The 5 Most Hotly Contested Security Trends and Questions
By David Bisson | 4 minute read
The worst thing that organizations can do is take a hard stance with their cybersecurity efforts. The digital threat landscape is constantly evolving. If organizations settle into a viewpoint, they could elevate one source of risk into something unrealistic—all while missing other digital threats.
This reflects just how much assumptions drive cybersecurity-related decisions. Forbes put it this way: “Risk assessment, budgetary needs and priorities are the outcome of hypothetical debates and are subject to internal pressures and politics. Both security professionals and business executives continuously seek solutions or methodologies that will put a $ sign next to their investment, as well as risk.”
Subsequently, it’s not a surprise that there are some open questions in cybersecurity around where organizations can take their strategies in the next few years. Here’s a recap of five open questions that are currently shaping the cybersecurity space and how we are seeing these addressed in the industry.
Technology firms like Microsoft are abandoning the password for three reasons. First, they’re looking to Single Sign-On (SSO) and other technologies that don’t hamper their workers’ experience and productivity as much as traditional password-based identity protection. Second, passwordless authentication makes it easier for organizations to defend their authorized accounts against brute-forcing, credential stuffing and other attack attempts that rely on guessing weak passwords. Third, organizations are choosing to embrace multi-factor authentication (MFA) and other controls as a way of limiting what a malicious actor could do with a compromised password.
But there are risks involved with implementing passwordless authentication. For instance, fingerprint readers, biometric scanners and other security measures provide new targets that attackers can potentially misuse to access user data. Passwordless authentication also does not exempt organizations and users from phishing attacks, scams and identity theft.
Notwithstanding those risks, passwordless authentication is here to stay. Organizations, therefore, need to understand its associated benefits and risks so that they can best protect their users going forward.
The answer is nuanced. Traditional firewalls can’t protect organizations against threats that infiltrate the network. As such, they can’t help organizations uphold zero trust.
But the same doesn’t apply to next-generation firewalls (NGFWs). These types of firewalls can complement zero trust by functioning as segmentation gateways, multifaceted tools which leverage network access tools, micro-segmentation, web application firewalls and other functionalities to enforce zero trust. Segmentation gateways operate at the center of the network, not at the perimeter. In doing so, they provide insight into data access that infosec teams can use to spot a potential attack before it evolves into a security incident.
Demand for cyber ranges increased after organizations shifted to remote/hybrid work in 2020 and following high-profile attacks like the Colonial Pipeline incident. It’s important to keep in mind that not every organization needs a cyber range on a long-term basis. Some just can’t justify the cost of building and maintaining one.

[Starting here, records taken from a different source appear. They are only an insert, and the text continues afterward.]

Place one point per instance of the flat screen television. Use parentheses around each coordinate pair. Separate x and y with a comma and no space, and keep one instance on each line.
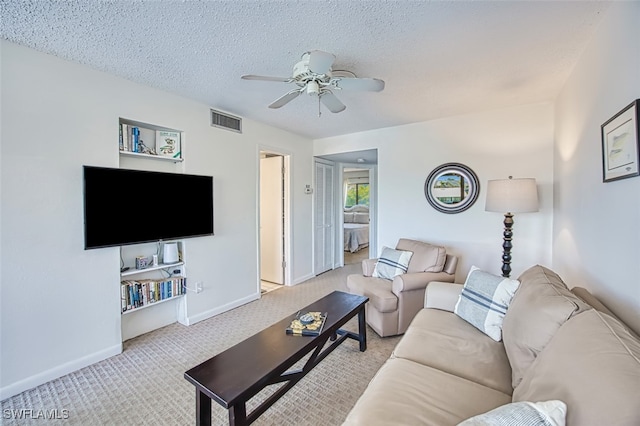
(123,206)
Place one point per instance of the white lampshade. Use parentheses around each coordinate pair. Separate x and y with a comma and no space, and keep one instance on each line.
(512,195)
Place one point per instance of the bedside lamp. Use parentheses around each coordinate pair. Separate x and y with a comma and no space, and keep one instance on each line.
(511,196)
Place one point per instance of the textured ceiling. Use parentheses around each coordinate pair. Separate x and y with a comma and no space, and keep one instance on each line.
(438,58)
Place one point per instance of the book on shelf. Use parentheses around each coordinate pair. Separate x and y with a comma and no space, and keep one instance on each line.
(168,144)
(307,324)
(139,293)
(125,136)
(135,139)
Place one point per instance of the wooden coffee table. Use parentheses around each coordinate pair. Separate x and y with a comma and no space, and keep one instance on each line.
(236,375)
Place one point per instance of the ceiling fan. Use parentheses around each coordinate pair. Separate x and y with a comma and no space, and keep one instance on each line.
(313,74)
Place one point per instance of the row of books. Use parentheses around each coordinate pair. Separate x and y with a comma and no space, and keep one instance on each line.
(166,144)
(138,293)
(130,138)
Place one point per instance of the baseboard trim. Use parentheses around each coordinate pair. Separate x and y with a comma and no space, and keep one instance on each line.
(59,371)
(190,320)
(303,279)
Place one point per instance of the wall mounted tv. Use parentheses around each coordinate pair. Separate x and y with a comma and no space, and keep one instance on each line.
(124,206)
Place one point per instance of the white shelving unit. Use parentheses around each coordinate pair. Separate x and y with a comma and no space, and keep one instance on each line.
(148,134)
(149,286)
(132,272)
(140,320)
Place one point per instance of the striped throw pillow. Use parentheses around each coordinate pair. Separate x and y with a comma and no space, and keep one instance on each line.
(544,413)
(391,263)
(484,301)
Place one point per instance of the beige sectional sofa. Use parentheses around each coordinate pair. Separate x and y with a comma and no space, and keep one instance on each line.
(557,345)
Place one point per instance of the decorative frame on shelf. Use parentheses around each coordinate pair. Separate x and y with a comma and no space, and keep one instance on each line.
(452,188)
(620,136)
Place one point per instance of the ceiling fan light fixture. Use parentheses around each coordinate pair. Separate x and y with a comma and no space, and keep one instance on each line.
(314,75)
(313,88)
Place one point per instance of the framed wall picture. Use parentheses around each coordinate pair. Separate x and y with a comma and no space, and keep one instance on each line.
(620,144)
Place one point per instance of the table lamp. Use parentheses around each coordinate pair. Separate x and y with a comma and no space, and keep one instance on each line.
(511,196)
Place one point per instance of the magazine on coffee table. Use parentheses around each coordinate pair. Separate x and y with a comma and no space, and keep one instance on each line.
(307,324)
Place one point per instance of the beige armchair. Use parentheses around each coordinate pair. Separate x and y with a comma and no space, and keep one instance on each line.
(393,303)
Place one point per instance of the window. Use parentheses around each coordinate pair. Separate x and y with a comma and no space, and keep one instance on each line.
(357,193)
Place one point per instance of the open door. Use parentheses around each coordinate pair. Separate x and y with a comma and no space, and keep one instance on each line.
(324,214)
(272,255)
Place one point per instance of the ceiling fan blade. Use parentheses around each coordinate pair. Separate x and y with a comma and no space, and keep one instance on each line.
(284,99)
(320,62)
(265,78)
(332,103)
(366,84)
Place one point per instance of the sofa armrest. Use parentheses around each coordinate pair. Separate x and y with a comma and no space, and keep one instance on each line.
(442,295)
(368,265)
(417,280)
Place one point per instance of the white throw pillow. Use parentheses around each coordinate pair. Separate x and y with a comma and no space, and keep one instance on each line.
(391,263)
(545,413)
(484,301)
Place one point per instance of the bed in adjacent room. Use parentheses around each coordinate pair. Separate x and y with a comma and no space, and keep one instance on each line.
(356,228)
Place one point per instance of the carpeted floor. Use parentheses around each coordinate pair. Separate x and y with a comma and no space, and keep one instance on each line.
(145,385)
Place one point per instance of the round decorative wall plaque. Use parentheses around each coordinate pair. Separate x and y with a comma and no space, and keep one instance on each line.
(452,188)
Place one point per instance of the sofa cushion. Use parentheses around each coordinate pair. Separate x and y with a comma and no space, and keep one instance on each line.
(442,340)
(407,393)
(484,301)
(540,306)
(593,365)
(426,257)
(378,290)
(544,413)
(391,263)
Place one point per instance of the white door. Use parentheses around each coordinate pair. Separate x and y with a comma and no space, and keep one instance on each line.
(324,228)
(272,219)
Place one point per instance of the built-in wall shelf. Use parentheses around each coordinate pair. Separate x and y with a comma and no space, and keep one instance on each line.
(152,304)
(150,268)
(144,140)
(150,156)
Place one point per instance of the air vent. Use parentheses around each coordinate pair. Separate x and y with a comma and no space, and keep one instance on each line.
(226,121)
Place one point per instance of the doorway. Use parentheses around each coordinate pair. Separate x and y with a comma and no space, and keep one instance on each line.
(273,221)
(357,198)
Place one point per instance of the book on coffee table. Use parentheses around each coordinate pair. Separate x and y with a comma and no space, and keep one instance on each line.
(307,324)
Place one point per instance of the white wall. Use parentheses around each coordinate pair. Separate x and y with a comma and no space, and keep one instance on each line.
(495,144)
(597,225)
(60,303)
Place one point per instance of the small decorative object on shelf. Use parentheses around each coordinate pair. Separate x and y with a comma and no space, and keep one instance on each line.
(168,144)
(138,139)
(307,324)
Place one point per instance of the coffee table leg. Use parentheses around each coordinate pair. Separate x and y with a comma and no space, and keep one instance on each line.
(203,409)
(362,330)
(238,415)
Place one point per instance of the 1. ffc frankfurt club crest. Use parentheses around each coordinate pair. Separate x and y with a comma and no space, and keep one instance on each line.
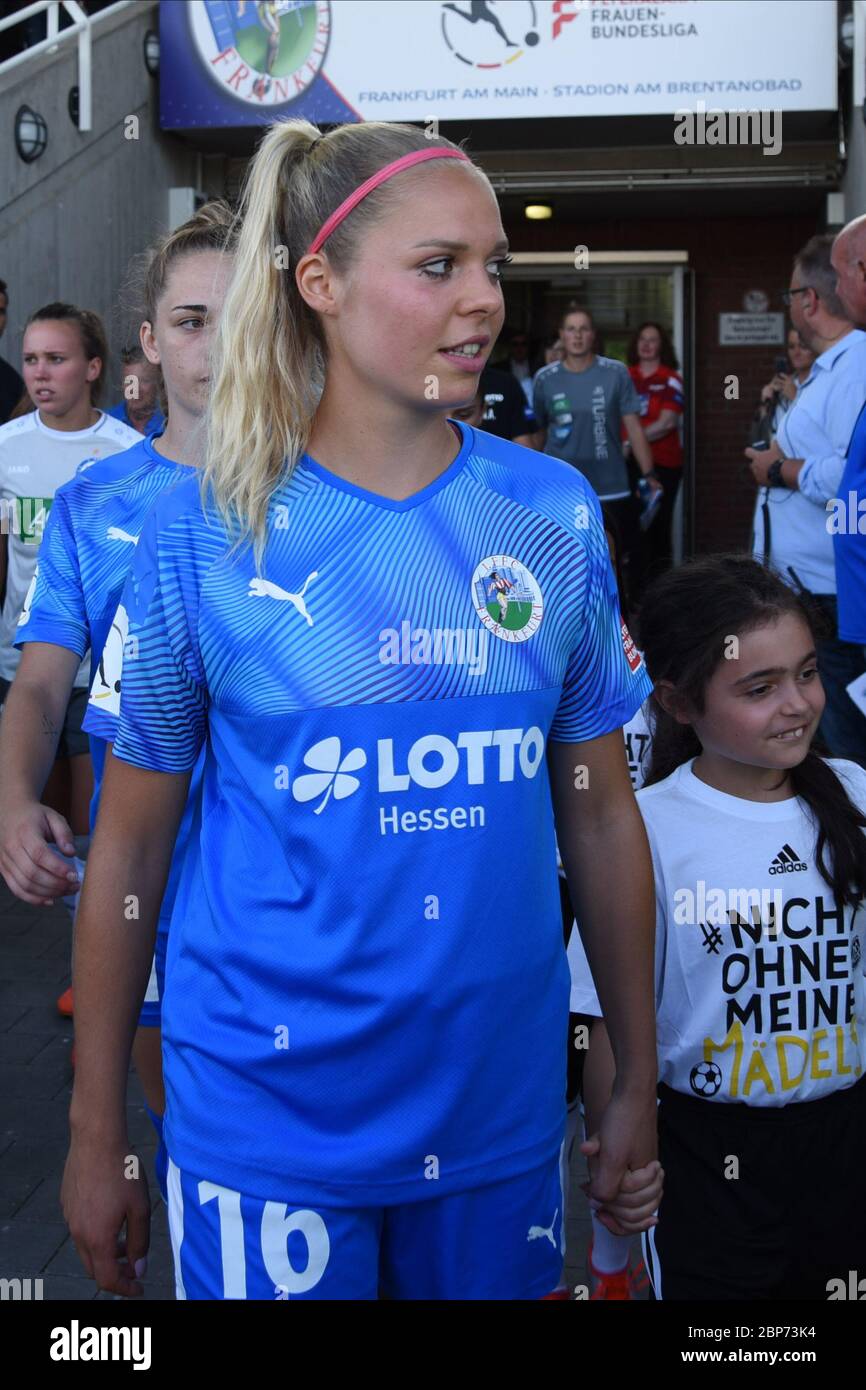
(262,52)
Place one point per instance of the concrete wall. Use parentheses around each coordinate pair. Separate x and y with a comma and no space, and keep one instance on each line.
(854,184)
(71,221)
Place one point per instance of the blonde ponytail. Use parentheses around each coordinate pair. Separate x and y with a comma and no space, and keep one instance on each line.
(270,356)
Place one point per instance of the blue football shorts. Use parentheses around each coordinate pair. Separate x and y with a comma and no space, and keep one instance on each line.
(505,1240)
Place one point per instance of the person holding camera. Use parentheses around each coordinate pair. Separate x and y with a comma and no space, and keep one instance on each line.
(779,394)
(801,473)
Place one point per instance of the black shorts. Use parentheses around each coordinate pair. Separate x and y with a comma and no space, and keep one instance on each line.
(72,742)
(790,1222)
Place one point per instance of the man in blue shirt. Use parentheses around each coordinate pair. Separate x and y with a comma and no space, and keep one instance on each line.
(850,540)
(804,467)
(141,403)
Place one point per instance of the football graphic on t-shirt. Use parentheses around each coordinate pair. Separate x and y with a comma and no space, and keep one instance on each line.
(705,1079)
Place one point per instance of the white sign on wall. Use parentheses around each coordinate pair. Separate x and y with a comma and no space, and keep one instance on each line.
(234,61)
(567,57)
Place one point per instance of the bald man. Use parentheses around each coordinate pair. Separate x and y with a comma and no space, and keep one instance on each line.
(848,259)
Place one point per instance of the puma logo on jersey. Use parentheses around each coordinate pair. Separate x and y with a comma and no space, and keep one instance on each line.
(114,533)
(544,1232)
(263,588)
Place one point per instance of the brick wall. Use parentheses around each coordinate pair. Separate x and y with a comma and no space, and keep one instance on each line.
(729,256)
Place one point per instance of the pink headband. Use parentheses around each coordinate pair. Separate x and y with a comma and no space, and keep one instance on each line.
(388,171)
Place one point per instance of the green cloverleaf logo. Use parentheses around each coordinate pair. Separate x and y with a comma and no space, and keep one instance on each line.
(331,773)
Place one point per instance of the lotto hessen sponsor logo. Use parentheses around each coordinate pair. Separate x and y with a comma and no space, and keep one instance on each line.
(506,598)
(434,761)
(787,861)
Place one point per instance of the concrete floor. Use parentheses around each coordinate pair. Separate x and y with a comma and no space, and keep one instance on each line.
(35,1084)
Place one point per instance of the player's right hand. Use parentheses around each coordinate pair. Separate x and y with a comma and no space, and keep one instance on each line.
(28,859)
(99,1200)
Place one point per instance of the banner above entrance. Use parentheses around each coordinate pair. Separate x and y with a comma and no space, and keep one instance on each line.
(230,63)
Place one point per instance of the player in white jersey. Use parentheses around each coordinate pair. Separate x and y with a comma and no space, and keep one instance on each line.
(364,1109)
(84,567)
(759,852)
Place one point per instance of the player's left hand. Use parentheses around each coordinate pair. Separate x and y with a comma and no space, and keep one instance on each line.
(634,1209)
(624,1150)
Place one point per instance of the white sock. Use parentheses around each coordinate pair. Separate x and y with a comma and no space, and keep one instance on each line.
(609,1253)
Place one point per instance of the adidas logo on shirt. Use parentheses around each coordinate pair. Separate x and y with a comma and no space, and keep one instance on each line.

That said, cyber ranges do carry benefits. They provide a means through which organizations can improve the level of coordination and experience of their security teams, for instance. Through cyber ranges, infosec personnel can immerse themselves in real attack scenarios and explore what a live response would entail. Cyber ranges also help organizations to satisfy the compliance standards and mandates established by the National Institute of Standards and Technology (NIST) and other bodies.
Organizations just need to remember that not every cyber range is created equally. With that in mind, they need to figure out which type of cyber range fits their security needs. From there, they can build and maintain a solution that works for them.
Not even a little bit. Infosec personnel come from all types of backgrounds such as playing poker online, serving in the military and obtaining music degrees. These experiences have helped to inform security professionals’ work, giving the community fresh perspectives with which they can protect organizations’ systems and data. This is to say that anyone can forge a career in cybersecurity.
There’s a lack of cohesion around who’s responsible for security. Many security professionals don’t trust the ability of developers to write secure code, for instance. Meanwhile, developers don’t feel they have the proper guidance to uphold security for their employers.
These viewpoints underscore a lack of clarity around digital defense in the workplace. In a recent survey conducted by GitLab, for instance, about a third of security personnel said that they were responsible for security. Nearly three in 10 participants said everyone in the organization was equally responsible, while 21% said the onus was on developers specifically.
Clearly, something needs to be done. Most developers are releasing software and apps more quickly today than they did just a few years ago. This highlights the opportunity for developers to play a role in contributing to their organization’s security.
The key is for security experts and developers to work together as partners for the purpose of achieving secure code. One of the ways they can do that is to expose the services they provide through a seamless API consumption-based model. Doing so will make it easier for developers to blend security naturally into the software development life cycle.
Additionally, organizations can make sure that they’re providing security awareness training to their developers. These employees won’t be able to function as a full partner in DevSecOps unless they understand the security risks confronting them. With that in mind, organizations need to approach DevSecOps as an opportunity to foster a collaborative and inclusive security culture.
The questions discussed above might not be open or debatable several years from now, but they give something for organizations to consider in the meantime. Fortunately, the security industry is a community. As such, we’ll continue to explore these issues as a community going forward.